The role of the EU in promoting good governance in Macedonia: towards efficiency and effectiveness or deliberative democracy?

Pages 431-446 | Received 28 Oct 2011, Accepted 25 Oct 2012, Published online: 14 Apr 2013
 

Abstract

Good governance has been used as a development tool by international organizations and the European Union (hereinafter: EU) which has included it in cooperation agreements and promotes it within its Enlargement Policy. This paper analyzes the good governance approach in the EU's relations with Macedonia and its effects on the country's democratic policy making. The analysis shows that the Europeanization of Macedonia has an impact on the democratic processes in the country with sub-optimal results as its technocratic approach in assessing the country's readiness for EU membership has proved to be detrimental for the deliberative democratic processes. The intensive pressure for effectiveness and efficiency results in finding short cuts in rule transfer through copying and pasting legislation from member states and limiting the democratic policy making to political deliberation rather than to wide policy consultations between state and non-state actors.

Notes

Also commonly known as the Badinter Arbitration Commission.
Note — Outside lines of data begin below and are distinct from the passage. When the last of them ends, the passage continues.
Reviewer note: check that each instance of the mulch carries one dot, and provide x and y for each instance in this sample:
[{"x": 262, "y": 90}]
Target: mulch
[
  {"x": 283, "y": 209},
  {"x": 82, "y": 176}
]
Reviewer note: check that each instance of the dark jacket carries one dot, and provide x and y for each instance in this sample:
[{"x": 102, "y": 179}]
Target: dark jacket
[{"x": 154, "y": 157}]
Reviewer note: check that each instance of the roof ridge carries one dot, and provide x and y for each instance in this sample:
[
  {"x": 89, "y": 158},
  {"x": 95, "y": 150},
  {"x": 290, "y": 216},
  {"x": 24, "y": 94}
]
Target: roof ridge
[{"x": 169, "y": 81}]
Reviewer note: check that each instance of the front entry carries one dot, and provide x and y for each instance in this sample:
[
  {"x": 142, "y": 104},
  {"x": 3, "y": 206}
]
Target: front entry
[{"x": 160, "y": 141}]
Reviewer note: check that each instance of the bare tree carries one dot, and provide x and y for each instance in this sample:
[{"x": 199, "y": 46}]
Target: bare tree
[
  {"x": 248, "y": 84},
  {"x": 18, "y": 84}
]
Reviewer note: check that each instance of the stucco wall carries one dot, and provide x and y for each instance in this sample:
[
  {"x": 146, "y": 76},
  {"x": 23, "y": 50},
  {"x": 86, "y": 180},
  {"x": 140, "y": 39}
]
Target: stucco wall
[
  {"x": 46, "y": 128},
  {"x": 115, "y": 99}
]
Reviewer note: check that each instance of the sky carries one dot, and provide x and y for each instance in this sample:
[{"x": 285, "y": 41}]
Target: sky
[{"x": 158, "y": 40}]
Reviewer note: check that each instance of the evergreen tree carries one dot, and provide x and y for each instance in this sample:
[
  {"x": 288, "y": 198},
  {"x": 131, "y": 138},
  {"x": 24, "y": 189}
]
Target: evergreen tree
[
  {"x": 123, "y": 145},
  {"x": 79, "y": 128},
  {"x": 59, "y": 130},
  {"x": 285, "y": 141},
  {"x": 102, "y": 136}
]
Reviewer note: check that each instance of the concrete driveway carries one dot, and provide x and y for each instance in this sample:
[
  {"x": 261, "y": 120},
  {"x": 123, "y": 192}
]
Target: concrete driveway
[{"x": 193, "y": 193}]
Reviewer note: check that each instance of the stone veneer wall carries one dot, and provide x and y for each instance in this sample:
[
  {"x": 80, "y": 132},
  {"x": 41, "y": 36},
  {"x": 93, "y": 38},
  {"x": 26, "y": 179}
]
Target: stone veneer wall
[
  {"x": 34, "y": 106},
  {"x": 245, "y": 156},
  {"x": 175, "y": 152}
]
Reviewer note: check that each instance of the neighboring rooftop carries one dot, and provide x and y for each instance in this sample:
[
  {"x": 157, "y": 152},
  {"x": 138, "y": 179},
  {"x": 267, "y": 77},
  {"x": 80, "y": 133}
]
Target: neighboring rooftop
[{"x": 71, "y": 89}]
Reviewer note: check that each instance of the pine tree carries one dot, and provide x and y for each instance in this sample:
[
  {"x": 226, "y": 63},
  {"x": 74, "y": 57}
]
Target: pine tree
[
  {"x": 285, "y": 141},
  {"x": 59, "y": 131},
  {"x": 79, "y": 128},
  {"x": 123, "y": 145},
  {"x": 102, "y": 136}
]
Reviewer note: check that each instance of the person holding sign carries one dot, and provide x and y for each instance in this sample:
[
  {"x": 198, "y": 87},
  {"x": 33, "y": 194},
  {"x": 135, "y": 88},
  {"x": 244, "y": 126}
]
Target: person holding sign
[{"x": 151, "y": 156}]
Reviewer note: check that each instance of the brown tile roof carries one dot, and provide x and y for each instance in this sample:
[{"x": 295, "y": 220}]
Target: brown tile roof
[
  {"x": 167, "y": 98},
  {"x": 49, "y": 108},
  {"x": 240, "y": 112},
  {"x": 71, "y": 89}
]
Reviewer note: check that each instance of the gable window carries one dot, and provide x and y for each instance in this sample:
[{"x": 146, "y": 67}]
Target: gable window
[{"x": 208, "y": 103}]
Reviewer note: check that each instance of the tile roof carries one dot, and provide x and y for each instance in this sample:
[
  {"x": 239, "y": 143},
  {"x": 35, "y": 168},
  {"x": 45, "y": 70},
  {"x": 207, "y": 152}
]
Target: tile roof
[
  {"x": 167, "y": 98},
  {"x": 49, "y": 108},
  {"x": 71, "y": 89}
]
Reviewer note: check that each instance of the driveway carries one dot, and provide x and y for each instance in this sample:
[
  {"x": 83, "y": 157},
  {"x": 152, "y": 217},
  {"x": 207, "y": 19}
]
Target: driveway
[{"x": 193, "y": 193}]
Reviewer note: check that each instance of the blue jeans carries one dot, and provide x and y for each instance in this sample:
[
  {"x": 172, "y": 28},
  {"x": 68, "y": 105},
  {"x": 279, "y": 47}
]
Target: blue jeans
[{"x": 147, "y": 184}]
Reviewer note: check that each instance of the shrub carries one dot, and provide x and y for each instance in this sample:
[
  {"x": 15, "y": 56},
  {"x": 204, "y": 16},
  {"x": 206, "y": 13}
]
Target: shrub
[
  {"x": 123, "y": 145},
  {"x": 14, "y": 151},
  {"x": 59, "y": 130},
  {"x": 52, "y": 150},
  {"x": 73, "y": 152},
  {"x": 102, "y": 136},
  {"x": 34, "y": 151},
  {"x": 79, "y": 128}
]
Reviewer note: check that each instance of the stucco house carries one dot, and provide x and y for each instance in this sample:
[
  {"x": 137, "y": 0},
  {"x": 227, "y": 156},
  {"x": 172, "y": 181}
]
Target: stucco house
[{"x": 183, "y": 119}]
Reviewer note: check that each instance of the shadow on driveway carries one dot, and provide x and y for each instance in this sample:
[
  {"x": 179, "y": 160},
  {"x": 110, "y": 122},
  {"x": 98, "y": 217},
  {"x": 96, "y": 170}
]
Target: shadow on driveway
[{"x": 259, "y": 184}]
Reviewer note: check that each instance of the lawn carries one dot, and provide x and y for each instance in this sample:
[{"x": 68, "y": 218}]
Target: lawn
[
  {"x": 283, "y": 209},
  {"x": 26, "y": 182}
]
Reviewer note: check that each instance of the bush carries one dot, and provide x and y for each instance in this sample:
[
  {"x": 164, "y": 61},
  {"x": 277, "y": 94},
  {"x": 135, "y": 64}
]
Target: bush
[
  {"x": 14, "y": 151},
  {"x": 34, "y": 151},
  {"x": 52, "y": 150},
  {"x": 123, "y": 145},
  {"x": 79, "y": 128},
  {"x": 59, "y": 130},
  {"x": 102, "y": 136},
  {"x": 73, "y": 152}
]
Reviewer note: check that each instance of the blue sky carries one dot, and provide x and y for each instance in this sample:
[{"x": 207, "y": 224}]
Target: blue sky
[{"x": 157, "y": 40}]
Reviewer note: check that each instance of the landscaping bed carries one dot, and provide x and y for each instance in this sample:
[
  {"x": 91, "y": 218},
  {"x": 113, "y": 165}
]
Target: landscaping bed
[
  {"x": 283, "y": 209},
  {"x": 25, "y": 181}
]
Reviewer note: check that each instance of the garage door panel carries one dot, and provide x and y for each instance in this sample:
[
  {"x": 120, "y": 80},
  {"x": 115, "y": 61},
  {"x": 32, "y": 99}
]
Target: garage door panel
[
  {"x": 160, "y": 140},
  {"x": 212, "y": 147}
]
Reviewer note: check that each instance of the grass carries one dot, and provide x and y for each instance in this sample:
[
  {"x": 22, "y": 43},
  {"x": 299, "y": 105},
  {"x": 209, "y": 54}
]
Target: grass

The commission was set up by the Council of Ministers of the European Community on 27 August 1991 to provide the Conference on Yugoslavia with legal advice.

Fostered through the Thessaloniki process promoted in 2003.

Notably the enlargement fatigue after the accession of Bulgaria and Romania and the failure of the Constitutional treaty.

Where the 2005 EU candidate country status and the recognition of the constitutional name of the country by the United States of America did not help the Social Democrats to stay in power after the 2006 Parliamentary elections; the critics on the new government to provide policy dialogue; the intensified negotiations for resolution of the name issue with Greece; the blockage of the NATO accession which was followed by the early parliamentary elections in 2008.

Since the independence of Macedonia in 1991, Skopje and Athens have been locked in a dispute over the use of the name Macedonia. The constitutional name Republic of Macedonia was opposed by Greece to provoke ambiguity between the country and the adjacent Greek region of Macedonia. The dispute is under international mediation within the United Nations where the Republic of Macedonia entered into membership under the provisional reference the Former Yugoslav Republic of Macedonia (FYROM) after the two countries signed Interim Accord in 1995. Republic of Macedonia applied for membership in NATO and the EU under the provisional reference and is experiencing blockade from Greece, contrary to what the Interim Accord regulated. For this reason Republic of Macedonia instituted proceedings before the International Court of Justice (ICJ) against Greece in 2008. The ICJ ruling that “the Hellenic Republic, by objecting to the admission of the former Yugoslav Republic of Macedonia to NATO, has breached its obligation under Article 11, paragraph 1, of the Interim Accord of 13 September 1995” (Summary No.2011/6) was made on 5 December 2011.